Although the logic in the Attorney General’s opinion could be applied to intra-county enforcement of protection orders-based on the cases cited in the opinion-we think the legislature had already solved that problem by providing that the court could hold the defendant in contempt and defining the court to include courts other than the one that issued the order.
The judgment of the trial court is affirmed and the cause is remanded to the General Sessions Court of Davidson County for any further proceedings necessary. Tax the costs on appeal to the appellant, Joseph D. Gray.
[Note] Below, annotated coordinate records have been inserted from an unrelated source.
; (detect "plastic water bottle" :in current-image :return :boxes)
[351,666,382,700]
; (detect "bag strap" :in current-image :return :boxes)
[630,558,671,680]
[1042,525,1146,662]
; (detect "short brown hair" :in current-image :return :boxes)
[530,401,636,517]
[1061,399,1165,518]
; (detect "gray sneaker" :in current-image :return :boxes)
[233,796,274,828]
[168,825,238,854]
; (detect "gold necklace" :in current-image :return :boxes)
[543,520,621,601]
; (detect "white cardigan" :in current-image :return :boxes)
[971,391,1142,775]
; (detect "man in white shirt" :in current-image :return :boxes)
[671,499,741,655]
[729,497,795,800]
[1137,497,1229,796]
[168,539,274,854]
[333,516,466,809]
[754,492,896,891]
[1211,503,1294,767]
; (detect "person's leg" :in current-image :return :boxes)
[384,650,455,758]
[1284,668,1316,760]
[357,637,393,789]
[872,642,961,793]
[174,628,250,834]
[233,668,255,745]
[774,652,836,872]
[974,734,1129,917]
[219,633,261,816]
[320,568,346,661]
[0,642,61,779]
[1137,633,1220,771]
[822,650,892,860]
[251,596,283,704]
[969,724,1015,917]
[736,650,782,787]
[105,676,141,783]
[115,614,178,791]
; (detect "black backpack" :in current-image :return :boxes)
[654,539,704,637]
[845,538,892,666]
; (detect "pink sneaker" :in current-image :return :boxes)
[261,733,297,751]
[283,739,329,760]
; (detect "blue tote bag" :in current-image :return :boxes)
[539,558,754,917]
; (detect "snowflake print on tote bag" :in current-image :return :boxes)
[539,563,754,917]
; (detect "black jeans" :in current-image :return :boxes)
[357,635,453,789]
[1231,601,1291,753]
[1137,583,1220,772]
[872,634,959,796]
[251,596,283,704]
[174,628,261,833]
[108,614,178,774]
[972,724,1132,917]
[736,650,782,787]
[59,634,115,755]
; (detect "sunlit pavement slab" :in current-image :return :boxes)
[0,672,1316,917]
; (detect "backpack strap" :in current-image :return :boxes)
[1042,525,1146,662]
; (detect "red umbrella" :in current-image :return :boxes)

. Tenn.Code Ann. § 29-9-102 goes back to the Public Acts of 1831, the same year that the United States Congress passed an almost identical statute to govern federal courts. See 18 U.S.C. § 401 (1988). Apparently Congress became alarmed by the expansive view of his contempt powers by a federal judge in St. Louis, who punished a lawyer for publishing a critical article. See Green v. United States, 356 U.S. 165, 78 S.Ct. 632, 2 L.Ed.2d 672 (1958). We suspect that the state legislature passed our statute out of a similar concern.
. Tenn.Code Ann. § 29-9-103(b) empowers courts of record to punish contempt with a fine of fifty dollars and up to ten days in jail; while the Metropolitan Charter permits general sessions courts to punish contempt with a fine of $25 and/or a jail sentence not to exceed ten days.